PAD, which is estimated to affect 8-12 million Americans (20% of adults over the age of 65), is a common manifestation of atherosclerosis. With disease prevalence increasing with age, the total number of affected Americans could increase to 16 million aged 65 and older and as much as 19 million overall by 2050.

 

Since PAD is directly correlated to an individual’s overall atherosclerotic burden, even asymptomatic PAD is significant due to the long-term impact of the disease (vessel stenosis and tissue ischemia) in other body regions, such as in the coronary arteries and carotid arteries.

 

While smoking and diabetes are independent and well-documented risk factors, PAD is a very common disease of aging (even in patients without additional risk factors, particularly for those over 70).

 

Yet despite its high prevalence and impact, PAD is often only diagnosed after symptoms appear, indicating advanced atherosclerotic disease.

 

At these stages, PAD may result in limb threatening ischemia causing severe claudication and leg muscle pain, and, left un-treated, can ultimately lead to limb amputation and mortality associated with infection from gangrenous ulcers.

 

 

While existing primary diagnostic techniques, such as the ankle/brachial index (ABI), can identify PAD, they do not correlate with exercise impairment and are technically limited in patients with medial artery calcification leading to technically limited or non-diagnostic outcome in approximately 10% of studies.

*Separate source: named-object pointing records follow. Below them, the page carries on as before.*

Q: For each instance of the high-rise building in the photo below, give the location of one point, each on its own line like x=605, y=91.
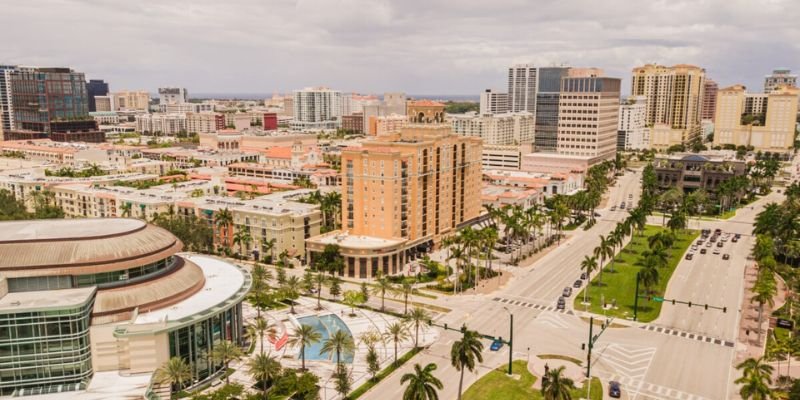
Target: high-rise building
x=6, y=105
x=495, y=129
x=522, y=80
x=317, y=108
x=401, y=193
x=778, y=78
x=95, y=87
x=547, y=95
x=493, y=102
x=131, y=100
x=632, y=133
x=172, y=95
x=774, y=134
x=43, y=96
x=710, y=89
x=674, y=101
x=588, y=117
x=425, y=112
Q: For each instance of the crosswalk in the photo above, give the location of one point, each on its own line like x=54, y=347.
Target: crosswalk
x=687, y=335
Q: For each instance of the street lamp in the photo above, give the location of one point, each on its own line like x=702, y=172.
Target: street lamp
x=511, y=339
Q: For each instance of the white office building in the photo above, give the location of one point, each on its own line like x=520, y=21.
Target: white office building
x=633, y=133
x=317, y=108
x=497, y=129
x=493, y=102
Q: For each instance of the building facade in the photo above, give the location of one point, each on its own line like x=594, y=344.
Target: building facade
x=710, y=89
x=778, y=78
x=633, y=133
x=493, y=102
x=401, y=194
x=588, y=117
x=777, y=134
x=674, y=101
x=94, y=88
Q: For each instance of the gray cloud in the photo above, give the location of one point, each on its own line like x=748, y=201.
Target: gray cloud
x=441, y=47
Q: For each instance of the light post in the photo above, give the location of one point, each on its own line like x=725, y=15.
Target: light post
x=511, y=339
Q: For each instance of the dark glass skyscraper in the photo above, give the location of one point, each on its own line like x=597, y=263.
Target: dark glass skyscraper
x=547, y=97
x=95, y=87
x=41, y=96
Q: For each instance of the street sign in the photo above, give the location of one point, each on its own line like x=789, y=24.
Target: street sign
x=784, y=323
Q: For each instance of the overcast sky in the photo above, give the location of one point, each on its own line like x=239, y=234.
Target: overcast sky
x=372, y=46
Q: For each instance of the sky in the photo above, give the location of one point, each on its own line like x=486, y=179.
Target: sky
x=372, y=46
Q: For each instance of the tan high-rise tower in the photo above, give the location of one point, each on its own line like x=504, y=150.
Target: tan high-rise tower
x=674, y=101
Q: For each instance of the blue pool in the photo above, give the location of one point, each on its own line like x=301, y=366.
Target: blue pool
x=325, y=325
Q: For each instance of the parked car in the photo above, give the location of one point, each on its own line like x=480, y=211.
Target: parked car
x=496, y=345
x=614, y=389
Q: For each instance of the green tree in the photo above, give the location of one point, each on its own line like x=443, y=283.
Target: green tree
x=175, y=372
x=422, y=384
x=397, y=332
x=464, y=353
x=555, y=386
x=305, y=335
x=224, y=352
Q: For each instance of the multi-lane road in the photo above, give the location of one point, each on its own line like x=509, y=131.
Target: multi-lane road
x=684, y=354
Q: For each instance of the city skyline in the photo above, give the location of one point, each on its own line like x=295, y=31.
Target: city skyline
x=389, y=46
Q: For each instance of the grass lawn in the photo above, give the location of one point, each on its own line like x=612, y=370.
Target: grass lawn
x=496, y=385
x=621, y=284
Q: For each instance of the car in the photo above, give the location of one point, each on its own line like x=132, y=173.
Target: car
x=496, y=345
x=614, y=389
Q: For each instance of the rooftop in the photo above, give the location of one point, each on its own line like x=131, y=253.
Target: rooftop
x=222, y=281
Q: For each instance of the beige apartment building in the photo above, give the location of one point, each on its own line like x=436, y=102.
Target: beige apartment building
x=131, y=100
x=674, y=101
x=401, y=194
x=777, y=133
x=588, y=116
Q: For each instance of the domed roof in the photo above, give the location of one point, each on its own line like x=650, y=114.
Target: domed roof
x=81, y=246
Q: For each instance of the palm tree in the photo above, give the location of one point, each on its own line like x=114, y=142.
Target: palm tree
x=264, y=369
x=338, y=343
x=224, y=352
x=382, y=287
x=465, y=353
x=756, y=378
x=175, y=373
x=589, y=264
x=406, y=290
x=305, y=335
x=764, y=291
x=555, y=386
x=422, y=385
x=418, y=317
x=397, y=332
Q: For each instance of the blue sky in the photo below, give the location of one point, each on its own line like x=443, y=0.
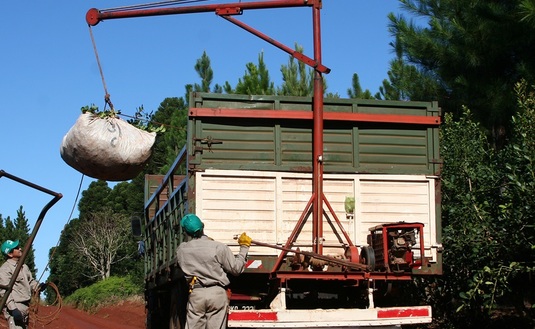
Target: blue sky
x=48, y=71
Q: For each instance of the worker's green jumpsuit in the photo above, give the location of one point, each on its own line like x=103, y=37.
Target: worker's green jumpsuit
x=20, y=295
x=207, y=262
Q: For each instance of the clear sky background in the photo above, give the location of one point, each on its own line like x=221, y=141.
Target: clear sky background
x=48, y=71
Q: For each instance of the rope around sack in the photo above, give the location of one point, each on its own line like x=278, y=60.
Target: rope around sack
x=35, y=304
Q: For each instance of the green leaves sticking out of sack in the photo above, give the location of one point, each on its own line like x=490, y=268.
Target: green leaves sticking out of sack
x=103, y=146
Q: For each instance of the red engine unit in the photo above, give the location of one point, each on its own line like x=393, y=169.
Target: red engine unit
x=391, y=247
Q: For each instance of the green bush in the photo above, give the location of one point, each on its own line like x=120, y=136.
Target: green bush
x=102, y=293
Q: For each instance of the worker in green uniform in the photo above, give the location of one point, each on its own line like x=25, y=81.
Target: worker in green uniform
x=205, y=264
x=18, y=301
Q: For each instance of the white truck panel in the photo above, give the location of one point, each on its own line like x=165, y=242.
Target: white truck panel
x=268, y=205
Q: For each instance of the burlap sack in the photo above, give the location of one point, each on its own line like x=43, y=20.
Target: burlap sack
x=106, y=148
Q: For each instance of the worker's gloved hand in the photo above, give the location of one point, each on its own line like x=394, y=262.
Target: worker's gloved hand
x=244, y=240
x=42, y=286
x=17, y=315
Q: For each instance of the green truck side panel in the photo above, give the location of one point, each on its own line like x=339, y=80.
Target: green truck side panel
x=282, y=145
x=286, y=145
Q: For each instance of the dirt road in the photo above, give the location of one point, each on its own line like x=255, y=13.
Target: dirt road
x=127, y=315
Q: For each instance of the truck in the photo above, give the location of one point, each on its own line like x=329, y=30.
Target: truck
x=341, y=197
x=246, y=166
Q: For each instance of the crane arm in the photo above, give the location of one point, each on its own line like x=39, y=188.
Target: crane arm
x=95, y=16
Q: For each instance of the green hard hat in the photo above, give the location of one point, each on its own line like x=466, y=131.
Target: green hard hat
x=192, y=224
x=8, y=246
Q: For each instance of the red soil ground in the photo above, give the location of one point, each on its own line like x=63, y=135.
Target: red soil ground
x=124, y=315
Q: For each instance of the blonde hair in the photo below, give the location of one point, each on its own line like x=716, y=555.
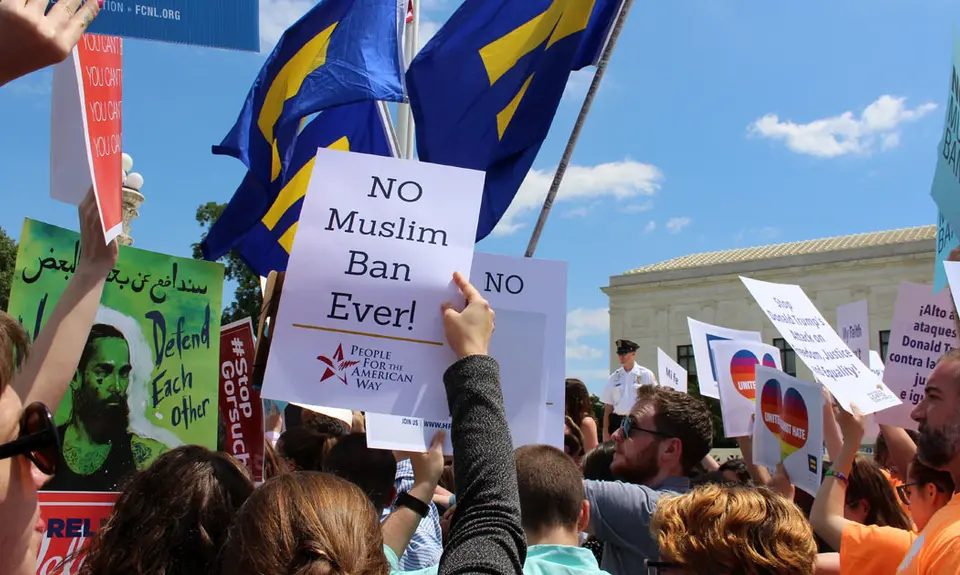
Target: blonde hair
x=747, y=530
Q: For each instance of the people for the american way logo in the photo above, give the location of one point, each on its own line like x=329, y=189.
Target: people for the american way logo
x=337, y=366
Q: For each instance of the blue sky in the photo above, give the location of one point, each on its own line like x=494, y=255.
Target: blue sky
x=720, y=124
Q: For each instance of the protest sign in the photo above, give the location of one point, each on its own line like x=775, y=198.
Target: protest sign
x=671, y=374
x=788, y=427
x=71, y=519
x=240, y=405
x=737, y=362
x=359, y=324
x=86, y=127
x=230, y=24
x=853, y=325
x=923, y=329
x=702, y=335
x=820, y=348
x=946, y=176
x=529, y=296
x=148, y=378
x=946, y=242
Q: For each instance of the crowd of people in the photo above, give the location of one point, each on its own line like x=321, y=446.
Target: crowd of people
x=647, y=499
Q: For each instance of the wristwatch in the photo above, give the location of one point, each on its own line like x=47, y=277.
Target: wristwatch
x=413, y=504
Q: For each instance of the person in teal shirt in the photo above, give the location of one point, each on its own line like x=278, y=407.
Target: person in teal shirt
x=554, y=512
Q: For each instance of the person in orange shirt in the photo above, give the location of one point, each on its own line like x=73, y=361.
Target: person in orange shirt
x=937, y=550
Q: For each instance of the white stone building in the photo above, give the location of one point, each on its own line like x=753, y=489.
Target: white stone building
x=650, y=305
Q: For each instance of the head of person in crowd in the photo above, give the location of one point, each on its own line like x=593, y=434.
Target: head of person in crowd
x=372, y=470
x=926, y=491
x=21, y=530
x=727, y=530
x=938, y=414
x=665, y=435
x=626, y=353
x=572, y=439
x=172, y=517
x=735, y=471
x=577, y=402
x=881, y=454
x=596, y=463
x=553, y=508
x=303, y=448
x=870, y=499
x=306, y=523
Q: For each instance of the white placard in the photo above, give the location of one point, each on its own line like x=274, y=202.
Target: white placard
x=789, y=427
x=922, y=330
x=529, y=343
x=820, y=348
x=702, y=335
x=671, y=374
x=737, y=361
x=360, y=323
x=853, y=325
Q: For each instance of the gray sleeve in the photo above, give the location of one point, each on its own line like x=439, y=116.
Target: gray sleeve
x=486, y=536
x=620, y=514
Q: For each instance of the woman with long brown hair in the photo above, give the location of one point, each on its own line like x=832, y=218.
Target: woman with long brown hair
x=172, y=517
x=580, y=410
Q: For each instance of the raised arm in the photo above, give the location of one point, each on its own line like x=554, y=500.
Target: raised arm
x=486, y=536
x=56, y=349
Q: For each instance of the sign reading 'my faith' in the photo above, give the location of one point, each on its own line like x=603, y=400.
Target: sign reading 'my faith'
x=360, y=323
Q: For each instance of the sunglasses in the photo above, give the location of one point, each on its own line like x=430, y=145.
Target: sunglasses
x=627, y=426
x=38, y=439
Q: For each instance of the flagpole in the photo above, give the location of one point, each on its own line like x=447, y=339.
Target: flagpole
x=575, y=134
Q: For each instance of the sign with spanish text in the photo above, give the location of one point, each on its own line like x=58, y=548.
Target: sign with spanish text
x=230, y=24
x=86, y=128
x=529, y=296
x=788, y=427
x=240, y=405
x=671, y=374
x=820, y=347
x=923, y=329
x=853, y=325
x=360, y=324
x=737, y=362
x=703, y=335
x=147, y=380
x=70, y=520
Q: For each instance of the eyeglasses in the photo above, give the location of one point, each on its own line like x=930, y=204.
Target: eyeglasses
x=659, y=567
x=627, y=426
x=38, y=439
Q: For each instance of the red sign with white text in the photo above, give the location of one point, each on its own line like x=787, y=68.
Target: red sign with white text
x=240, y=405
x=86, y=124
x=71, y=519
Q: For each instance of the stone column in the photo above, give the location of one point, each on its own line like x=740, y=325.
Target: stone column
x=132, y=198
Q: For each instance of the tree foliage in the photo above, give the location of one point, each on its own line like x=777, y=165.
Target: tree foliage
x=8, y=262
x=246, y=298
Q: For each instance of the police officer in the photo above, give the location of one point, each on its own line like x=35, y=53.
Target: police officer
x=621, y=391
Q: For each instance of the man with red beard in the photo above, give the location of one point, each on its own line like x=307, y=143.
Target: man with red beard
x=98, y=449
x=658, y=443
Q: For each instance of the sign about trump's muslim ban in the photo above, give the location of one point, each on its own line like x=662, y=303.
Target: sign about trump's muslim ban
x=360, y=324
x=820, y=347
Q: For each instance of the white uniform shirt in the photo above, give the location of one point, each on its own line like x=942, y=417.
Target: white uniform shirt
x=621, y=390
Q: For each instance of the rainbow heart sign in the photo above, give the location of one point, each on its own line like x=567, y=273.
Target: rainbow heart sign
x=743, y=368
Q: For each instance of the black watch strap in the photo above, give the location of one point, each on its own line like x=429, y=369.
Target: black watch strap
x=413, y=504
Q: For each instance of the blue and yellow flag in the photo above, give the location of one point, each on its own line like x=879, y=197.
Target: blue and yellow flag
x=260, y=221
x=341, y=51
x=485, y=89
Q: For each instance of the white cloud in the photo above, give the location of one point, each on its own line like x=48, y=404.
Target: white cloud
x=676, y=225
x=877, y=127
x=620, y=180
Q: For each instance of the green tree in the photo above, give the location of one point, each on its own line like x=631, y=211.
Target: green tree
x=8, y=262
x=246, y=298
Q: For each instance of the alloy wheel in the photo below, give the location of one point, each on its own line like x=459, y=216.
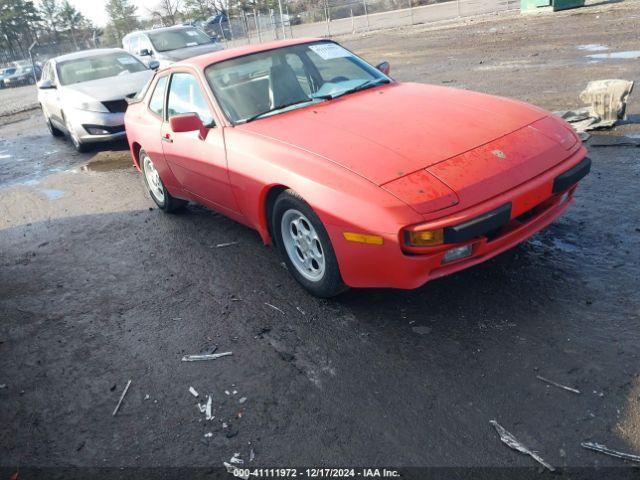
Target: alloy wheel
x=303, y=245
x=153, y=179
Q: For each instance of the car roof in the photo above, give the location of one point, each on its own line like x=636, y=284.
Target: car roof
x=161, y=29
x=95, y=52
x=203, y=61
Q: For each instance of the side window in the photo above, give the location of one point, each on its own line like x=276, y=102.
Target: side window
x=185, y=96
x=144, y=44
x=46, y=72
x=156, y=104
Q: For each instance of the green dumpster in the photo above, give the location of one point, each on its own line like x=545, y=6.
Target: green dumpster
x=549, y=5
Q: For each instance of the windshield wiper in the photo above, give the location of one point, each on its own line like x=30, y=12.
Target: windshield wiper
x=275, y=109
x=363, y=86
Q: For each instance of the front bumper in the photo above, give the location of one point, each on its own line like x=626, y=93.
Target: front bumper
x=81, y=121
x=532, y=207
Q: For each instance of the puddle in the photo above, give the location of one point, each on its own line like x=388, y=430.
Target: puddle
x=629, y=54
x=108, y=163
x=593, y=47
x=51, y=193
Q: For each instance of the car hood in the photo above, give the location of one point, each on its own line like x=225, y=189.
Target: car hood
x=388, y=132
x=188, y=52
x=112, y=88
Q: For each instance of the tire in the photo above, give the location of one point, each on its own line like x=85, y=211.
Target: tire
x=77, y=144
x=156, y=188
x=305, y=246
x=52, y=129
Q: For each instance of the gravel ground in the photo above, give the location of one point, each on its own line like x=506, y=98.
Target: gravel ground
x=15, y=100
x=98, y=287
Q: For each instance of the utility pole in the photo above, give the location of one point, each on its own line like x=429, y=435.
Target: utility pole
x=33, y=64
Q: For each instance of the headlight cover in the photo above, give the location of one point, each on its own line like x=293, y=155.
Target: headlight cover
x=89, y=106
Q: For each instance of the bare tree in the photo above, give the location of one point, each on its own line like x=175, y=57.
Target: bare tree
x=169, y=10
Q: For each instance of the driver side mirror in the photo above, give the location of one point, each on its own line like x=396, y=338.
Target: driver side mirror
x=384, y=67
x=188, y=122
x=46, y=85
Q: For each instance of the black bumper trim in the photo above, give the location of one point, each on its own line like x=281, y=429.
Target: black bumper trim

Existing imaging techniques (angiography and arterial ultrasound) used to determine the degree of arterial stenosis are expensive, immobile, require a trained specialist and do not provide simultaneous assessment of blood flow and oxygenation within the large muscle microvasculature.

 

Therefore, there is an urgent need for a simple, cost-effective and non-invasive system for PAD diagnosis and monitoring.  In  serveral clinical studies involving PAD, VOIS sensitively detected the differences in hemodynamic parameters in patients with PAD compared with healthy subjects during exercise, indicating the utility of both oxygenation and blood flow in characterization of PAD pathology.